Rory D’Lasnow will be around for many years to come. Nearly every aspect of his new release Songs from an Empty Room checks off the boxes you look for in musicians and songwriters with genuine staying power. The five songs reach a level of universality all but assuring a vast array of music listeners will relate to the songs yet never feel like anything less than an intensely personal statement. It’s rather jaw-dropping to note how far D’Lasnow’s songwriting has progressed in a relatively short amount of time but all the more impressive is how he doesn’t sacrifice a shred of his integrity getting there.
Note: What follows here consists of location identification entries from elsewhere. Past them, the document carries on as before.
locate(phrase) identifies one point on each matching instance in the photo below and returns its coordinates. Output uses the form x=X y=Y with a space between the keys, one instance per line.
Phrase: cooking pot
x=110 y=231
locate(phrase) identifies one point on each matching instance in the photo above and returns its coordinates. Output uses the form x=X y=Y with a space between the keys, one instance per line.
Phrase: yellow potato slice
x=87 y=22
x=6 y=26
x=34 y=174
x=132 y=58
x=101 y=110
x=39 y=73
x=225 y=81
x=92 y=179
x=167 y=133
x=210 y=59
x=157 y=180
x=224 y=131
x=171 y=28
You can hear his live potential on the EP’s later tracks, but the opener “Where You Belong” will play well for live audiences. Much of the reason behind this is because of the straight-forward instrumentation defining each of the EP’s five songs; D’Lasnow never weighs the songs down with needless bloat. I love how he threads guitar into this song without the playing ever falling into cliché and his skill crafting memorable but never particularly intricate melodies helps bring his music to further life.
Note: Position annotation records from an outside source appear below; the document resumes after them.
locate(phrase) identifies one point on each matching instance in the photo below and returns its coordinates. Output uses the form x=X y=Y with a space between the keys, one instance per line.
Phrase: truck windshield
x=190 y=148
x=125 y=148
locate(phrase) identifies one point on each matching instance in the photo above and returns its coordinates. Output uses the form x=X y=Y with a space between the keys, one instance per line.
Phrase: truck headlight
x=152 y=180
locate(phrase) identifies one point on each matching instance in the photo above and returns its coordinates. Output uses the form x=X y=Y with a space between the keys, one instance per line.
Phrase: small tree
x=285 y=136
The second song “Forgotten” makes great use of atmosphere without ever risking melodramatics. Much of the success behind efforts such as this can be lain at the feet of his voice; he doesn’t have great technical range, but his ability embodying emotion in his singing is superlative. He dials up the musical pyrotechnics for this song in an intelligent and considered fashion; there’s never any feeling of him rushing this track. EP’s are, by nature, condensed artistic statements, but D’Lasnow has a relaxed confidence throughout the five tracks.
“I Won’t Do Anything”, Songs from an Empty Room’s midway point, is one of the key songs recorded for this release. It serves as a stylistic bridge between the lighter theatrics of the first two songs and the rougher textures creeping into its concluding duo without ever sticking out like a sore thumb. The tense and wiry guitar work throughout the cut is one of its musical highlights, but D’Lasnow sings his ass off as well.
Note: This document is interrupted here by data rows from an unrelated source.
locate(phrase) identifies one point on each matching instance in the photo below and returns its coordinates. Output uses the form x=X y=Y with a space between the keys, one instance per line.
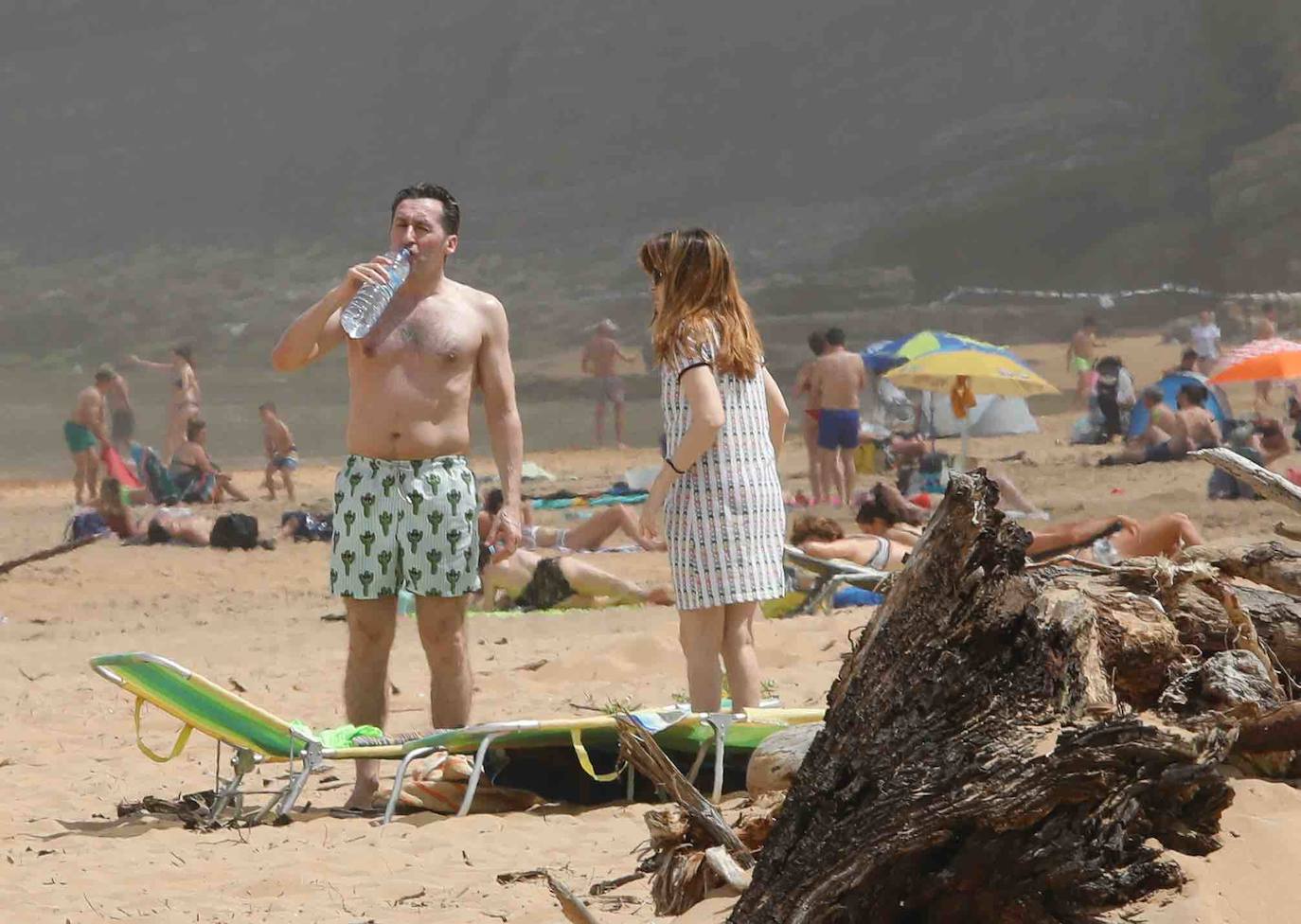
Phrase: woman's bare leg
x=702 y=635
x=590 y=580
x=1161 y=535
x=740 y=656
“Power of My Love” hits harder than any other song. This isn’t some all-out rocker but there’s no question D’Lasnow pushes more here than anywhere else. The drumming really ratchets up the drama without overpowering other aspects of the tune and the recording captures each player with clarity and physicality. He turns in an acoustic direction for the closing curtain. “Happy” features some lyrical harmonica playing. It’s an instrument that immediately makes listeners think blues and D’Lasnow’s song doesn’t run away from those connections. It ends Songs from an Empty Room on a low-key note.
It’s a worthwhile release. It’s hard to be specific about where Rory D’Lasnow’s talents stand at this point, but there’s no doubt that he’s far ahead of many contemporaries. Each of the EP’s five songs have something different to offer listeners and I’m more than satisfied by what the New Jersey songwriter has done here.